La otra belleza trágica de Hollywood, Jayne Mansfield, la que no logró llegar al estatus de Marilyn en vida pero la superó con una muerte más macabra, cumpliría hoy 87 años. Su figura, llena de misterio, sigue inspirando libros y documentales décadas después.
Si el baremo de una buena historia es la inverosimilitud, la de Jayne Mansfield (Pensilvania, 1933-Luisiana, 1967) bate todos los récords. Ante un relato como este, lo de menos es exigir veracidad si a cambio te dan satanismo, decapitaciones, tigres encantados, maldiciones, mobiliarios rosas y romances prohibidos. Probablemente, mucho de lo que se haya escrito o dicho sobre Jayne Mansfield sea falso, incierto o contradictorio: los ingredientes necesarios para la leyenda perfecta. Así lo reconoce a ICON P. David Ebersole, director junto a Todd Hughes del magnífico documental Mansfield 66/67 (2017): “Verdaderamente tiene una grandísima historia, ¡especialmente si se cree uno todos los rumores!”. “Cuando era joven”, añade Hughes, “mi madre me contó acerca de una estrella de cine que había tenido un affaire con el dirigente de la Iglesia de Satán. Se me quedó grabado, de ahí el documental”.

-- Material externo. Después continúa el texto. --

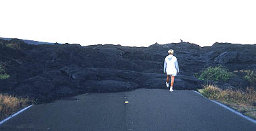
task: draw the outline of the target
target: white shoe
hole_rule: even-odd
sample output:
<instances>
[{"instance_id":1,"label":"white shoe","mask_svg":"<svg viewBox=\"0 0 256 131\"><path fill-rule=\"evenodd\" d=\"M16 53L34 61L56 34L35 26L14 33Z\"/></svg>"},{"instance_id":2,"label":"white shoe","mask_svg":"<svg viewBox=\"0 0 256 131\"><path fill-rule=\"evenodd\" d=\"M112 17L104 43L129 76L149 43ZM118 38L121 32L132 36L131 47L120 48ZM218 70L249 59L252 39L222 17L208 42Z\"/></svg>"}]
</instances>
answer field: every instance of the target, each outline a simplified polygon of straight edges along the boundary
<instances>
[{"instance_id":1,"label":"white shoe","mask_svg":"<svg viewBox=\"0 0 256 131\"><path fill-rule=\"evenodd\" d=\"M171 87L169 91L170 91L170 92L173 92L173 87Z\"/></svg>"},{"instance_id":2,"label":"white shoe","mask_svg":"<svg viewBox=\"0 0 256 131\"><path fill-rule=\"evenodd\" d=\"M165 84L166 84L166 87L169 87L169 83L165 82Z\"/></svg>"}]
</instances>

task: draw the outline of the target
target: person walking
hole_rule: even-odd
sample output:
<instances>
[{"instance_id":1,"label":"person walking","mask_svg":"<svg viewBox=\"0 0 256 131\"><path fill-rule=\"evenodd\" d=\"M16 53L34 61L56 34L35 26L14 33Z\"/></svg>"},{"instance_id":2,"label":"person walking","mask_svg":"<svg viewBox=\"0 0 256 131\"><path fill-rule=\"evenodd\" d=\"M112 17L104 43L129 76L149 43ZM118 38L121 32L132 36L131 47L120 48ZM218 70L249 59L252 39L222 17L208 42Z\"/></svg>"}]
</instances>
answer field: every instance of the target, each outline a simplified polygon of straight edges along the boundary
<instances>
[{"instance_id":1,"label":"person walking","mask_svg":"<svg viewBox=\"0 0 256 131\"><path fill-rule=\"evenodd\" d=\"M169 80L171 75L171 87L169 90L171 92L173 91L174 77L179 73L178 60L177 58L173 56L173 50L171 49L168 50L169 55L165 57L163 66L163 73L167 75L166 79L166 87L169 87Z\"/></svg>"}]
</instances>

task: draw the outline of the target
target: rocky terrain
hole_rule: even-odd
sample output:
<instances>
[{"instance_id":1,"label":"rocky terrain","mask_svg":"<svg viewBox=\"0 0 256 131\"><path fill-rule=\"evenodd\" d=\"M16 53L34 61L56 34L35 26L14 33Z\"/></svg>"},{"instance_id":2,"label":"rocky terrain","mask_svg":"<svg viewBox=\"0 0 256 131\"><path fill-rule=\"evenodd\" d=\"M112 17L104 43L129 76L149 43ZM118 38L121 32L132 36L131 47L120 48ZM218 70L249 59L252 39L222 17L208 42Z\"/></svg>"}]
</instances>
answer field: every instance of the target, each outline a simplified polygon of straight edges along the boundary
<instances>
[{"instance_id":1,"label":"rocky terrain","mask_svg":"<svg viewBox=\"0 0 256 131\"><path fill-rule=\"evenodd\" d=\"M221 88L245 88L240 71L256 69L256 45L215 43L200 47L187 43L149 47L120 45L28 44L17 39L0 40L0 64L10 75L0 80L0 91L28 96L38 102L90 92L137 88L166 88L163 60L174 50L180 69L175 89L196 89L207 83ZM237 75L226 82L204 81L196 73L222 65Z\"/></svg>"}]
</instances>

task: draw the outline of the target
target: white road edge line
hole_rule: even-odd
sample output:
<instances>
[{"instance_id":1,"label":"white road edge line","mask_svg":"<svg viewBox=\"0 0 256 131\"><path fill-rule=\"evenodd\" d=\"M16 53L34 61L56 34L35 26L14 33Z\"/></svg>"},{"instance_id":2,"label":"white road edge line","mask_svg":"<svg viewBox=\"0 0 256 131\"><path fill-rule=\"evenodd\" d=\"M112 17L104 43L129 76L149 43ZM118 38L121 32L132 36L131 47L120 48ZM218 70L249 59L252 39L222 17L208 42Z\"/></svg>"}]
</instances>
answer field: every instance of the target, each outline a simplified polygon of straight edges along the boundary
<instances>
[{"instance_id":1,"label":"white road edge line","mask_svg":"<svg viewBox=\"0 0 256 131\"><path fill-rule=\"evenodd\" d=\"M197 93L197 94L199 94L199 95L201 95L201 96L204 97L204 95L202 95L201 93L200 93L198 92L198 91L193 91L195 92L195 93ZM207 98L207 99L208 99L208 98ZM210 100L212 101L212 102L214 102L214 103L216 103L216 104L218 104L218 105L220 105L220 106L222 106L222 107L224 107L224 108L226 108L226 109L227 109L227 110L230 110L230 111L234 112L234 113L236 114L237 115L239 115L239 116L241 116L241 117L243 117L243 118L247 119L247 120L249 120L250 122L253 122L253 123L254 123L254 124L256 124L256 120L253 120L253 118L249 118L249 117L248 117L248 116L244 116L244 115L243 115L243 114L237 112L236 110L233 110L233 109L232 109L232 108L230 108L230 107L226 106L226 105L224 105L224 104L222 104L222 103L220 103L217 102L217 101L214 101L214 100L211 100L211 99L210 99Z\"/></svg>"},{"instance_id":2,"label":"white road edge line","mask_svg":"<svg viewBox=\"0 0 256 131\"><path fill-rule=\"evenodd\" d=\"M17 114L22 113L22 112L25 111L26 110L28 109L29 107L32 107L32 105L30 105L30 106L28 106L27 107L25 107L24 108L23 110L21 110L20 111L19 111L18 112L11 115L11 116L9 116L8 118L5 118L5 120L2 120L1 122L0 122L0 125L3 124L4 122L5 122L6 121L9 120L9 119L11 119L11 118L13 118L14 116L17 116Z\"/></svg>"}]
</instances>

Jayne Mansfield nació el 19 de abril de 1933 en Pensilvania. Su nombre real era ya de por sí de lo más cinematográfico: Vera Jayne Palmer. Espléndida estudiante, ni siquiera un temprano embarazo (a los 17 años, de Paul Mansfield, su primer marido con quien estaría casada de 1950 a 1958) le hizo interrumpir su formación. Después de cursar estudios en psicología, química, interpretación, aprender cinco idiomas (o eso al menos aseguraba ella) y de dedicarse a fondo al piano y al violín, Jayne decidió que había llegado el momento de ser una estrella.
Tenía un físico despampanante y aquí, en algo tan estricto como los números, empiezan las inexactitudes: mientras su poderoso busto oscilaba entre los 101 y los 116 centímetros, su cinturita en algunos casos medía 45 y en otros 60 centímetros. La actriz tenía claro que su triunfo en Hollywood era una simple cuestión de contacto visual. Su objetivo era mimetizarse en el papel de la rubia tonta primero y acabar haciendo Hamlet después. ¿Qué podía salir mal? En la privilegiada cabeza de la actriz (163 de cociente intelectual, según ella), nada. La historia demostraría que absolutamente todo.